How Super Bowl Advertising Has Changed the World

I believe in firsts. First to market. First to break a story. First time to do something. It’s good to be first. During this week of Super Bowl hoopla, I’d like recognize the first commercial to launch a marketing and advertising phenomenon: Apple’s 1984.

 

 Prior to SB XXVIII, advertisers largely ran regular commercials during the game. Apple computers changed all that. Armed with a production budget of little more than $900,000 (which caused major discord among the Apple board of directors) and utilizing the talent of famed director Ridley Scott, Apple introduced the Macintosh computer to the world. It was perfect positioning. Apple borrowed its theme from George Orwell’s dystopian novel “Nineteen Eighty-Four”. Published in 1949, Orwell describes a world where government was portrayed as oppressive “Big Brother”, individualism was punished and surveillance was omnipresent. Set against this dark and hopeless backdrop, Apple showed how its new product, Macintosh would disrupt the status quo. Chiat/Day wrote a script where a single female dissident (the only one seen in full-color) runs into a theater ahead of storm troopers and hurls her sledgehammer at a screen where a dictator is railing:

"Today, we celebrate the first glorious anniversary of the Information Purification Directives. We have created, for the first time in all history, a garden of pure ideology—where each worker may bloom, secure from the pests purveying contradictory truths.Our Unification of Thoughts is more powerful a weapon than any fleet or army on earth. We are one people, with one will, one resolve, one cause. Our enemies shall talk themselves to death, and we will bury them with their own confusion. We shall prevail!"
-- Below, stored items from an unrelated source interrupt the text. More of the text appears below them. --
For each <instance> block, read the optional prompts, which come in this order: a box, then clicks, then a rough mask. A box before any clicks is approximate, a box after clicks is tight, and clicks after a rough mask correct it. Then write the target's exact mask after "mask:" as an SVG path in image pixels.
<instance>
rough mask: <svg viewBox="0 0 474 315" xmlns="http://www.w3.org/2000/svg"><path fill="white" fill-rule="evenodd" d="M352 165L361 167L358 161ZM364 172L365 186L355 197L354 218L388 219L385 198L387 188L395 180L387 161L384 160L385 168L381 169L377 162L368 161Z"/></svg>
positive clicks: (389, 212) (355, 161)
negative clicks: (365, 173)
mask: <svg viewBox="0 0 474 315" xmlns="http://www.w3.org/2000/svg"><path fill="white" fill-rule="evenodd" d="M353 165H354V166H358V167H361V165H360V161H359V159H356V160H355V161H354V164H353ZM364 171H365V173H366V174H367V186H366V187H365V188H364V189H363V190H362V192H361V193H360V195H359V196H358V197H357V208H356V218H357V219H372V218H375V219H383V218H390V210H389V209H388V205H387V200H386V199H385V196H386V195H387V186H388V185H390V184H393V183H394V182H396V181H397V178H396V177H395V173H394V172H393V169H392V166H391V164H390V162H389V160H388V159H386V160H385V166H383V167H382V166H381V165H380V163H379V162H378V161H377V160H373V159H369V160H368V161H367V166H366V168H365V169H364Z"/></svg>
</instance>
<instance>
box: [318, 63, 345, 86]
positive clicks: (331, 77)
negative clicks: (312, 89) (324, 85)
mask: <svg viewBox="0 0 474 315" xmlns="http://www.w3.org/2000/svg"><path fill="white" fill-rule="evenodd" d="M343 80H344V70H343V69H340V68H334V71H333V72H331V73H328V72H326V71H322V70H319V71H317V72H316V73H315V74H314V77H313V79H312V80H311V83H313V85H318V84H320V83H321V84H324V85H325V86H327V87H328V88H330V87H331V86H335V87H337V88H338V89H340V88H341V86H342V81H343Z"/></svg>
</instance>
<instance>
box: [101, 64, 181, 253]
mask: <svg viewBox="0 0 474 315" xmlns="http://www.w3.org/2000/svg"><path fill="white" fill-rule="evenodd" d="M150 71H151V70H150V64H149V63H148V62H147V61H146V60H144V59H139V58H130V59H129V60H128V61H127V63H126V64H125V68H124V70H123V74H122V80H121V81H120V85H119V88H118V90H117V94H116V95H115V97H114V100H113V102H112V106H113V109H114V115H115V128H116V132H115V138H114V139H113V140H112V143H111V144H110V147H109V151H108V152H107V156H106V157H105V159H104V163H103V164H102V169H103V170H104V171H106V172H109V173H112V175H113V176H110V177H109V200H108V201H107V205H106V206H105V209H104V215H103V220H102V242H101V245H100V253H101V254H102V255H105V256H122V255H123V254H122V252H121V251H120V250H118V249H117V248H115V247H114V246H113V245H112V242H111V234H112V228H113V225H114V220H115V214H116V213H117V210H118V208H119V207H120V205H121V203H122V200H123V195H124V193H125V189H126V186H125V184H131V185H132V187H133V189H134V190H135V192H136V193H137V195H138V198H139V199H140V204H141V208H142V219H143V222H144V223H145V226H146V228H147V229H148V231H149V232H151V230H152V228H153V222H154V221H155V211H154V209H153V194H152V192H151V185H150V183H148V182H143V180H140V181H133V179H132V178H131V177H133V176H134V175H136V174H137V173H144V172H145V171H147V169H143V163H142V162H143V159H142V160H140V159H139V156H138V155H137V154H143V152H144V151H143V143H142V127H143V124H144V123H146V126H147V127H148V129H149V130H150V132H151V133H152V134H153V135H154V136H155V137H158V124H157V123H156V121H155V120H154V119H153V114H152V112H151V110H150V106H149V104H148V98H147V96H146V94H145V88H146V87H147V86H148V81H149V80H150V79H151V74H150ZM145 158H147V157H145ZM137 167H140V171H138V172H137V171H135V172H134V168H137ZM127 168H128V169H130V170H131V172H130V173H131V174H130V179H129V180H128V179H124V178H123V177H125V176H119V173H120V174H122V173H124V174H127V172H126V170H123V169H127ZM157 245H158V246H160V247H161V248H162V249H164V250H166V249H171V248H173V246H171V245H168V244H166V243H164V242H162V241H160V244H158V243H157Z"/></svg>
The explosion caused by the sledgehammer releases hurricane winds of change that wake-up the mesmerized audience. The Director of Blade Runner and Alien, Scott’s vision stirred emotions of unrest with viewing audiences everywhere. Interestingly, 1984 ran a total of two times on American television; just once, nationally (during the Super Bowl). Fred Goldberg writes in his book “the Insanity of Advertising” that ASI, the industry’s leading market research firm, tested the ad prior to the commercial launch and warned that it would be a colossal failure. 1984 is now hailed as one of the 50 greatest ads of all time. I guess market research isn’t always right!

This year, advertisers will shell out a cool $4.5 million to air a 30-second commercial during Super Bow XLIX. In 1984, Apple paid $740,000 to run during the 3rd quarter in Super Bowl XXVIII ($370,000 for a 30-second ad placement). While the commercial didn’t move many units initially, I would argue that it more than served its purpose by defining Apple as a rebellious brand that constantly challenges the status quo. Thanks to 1984, Super Bowl advertising will never be the same again.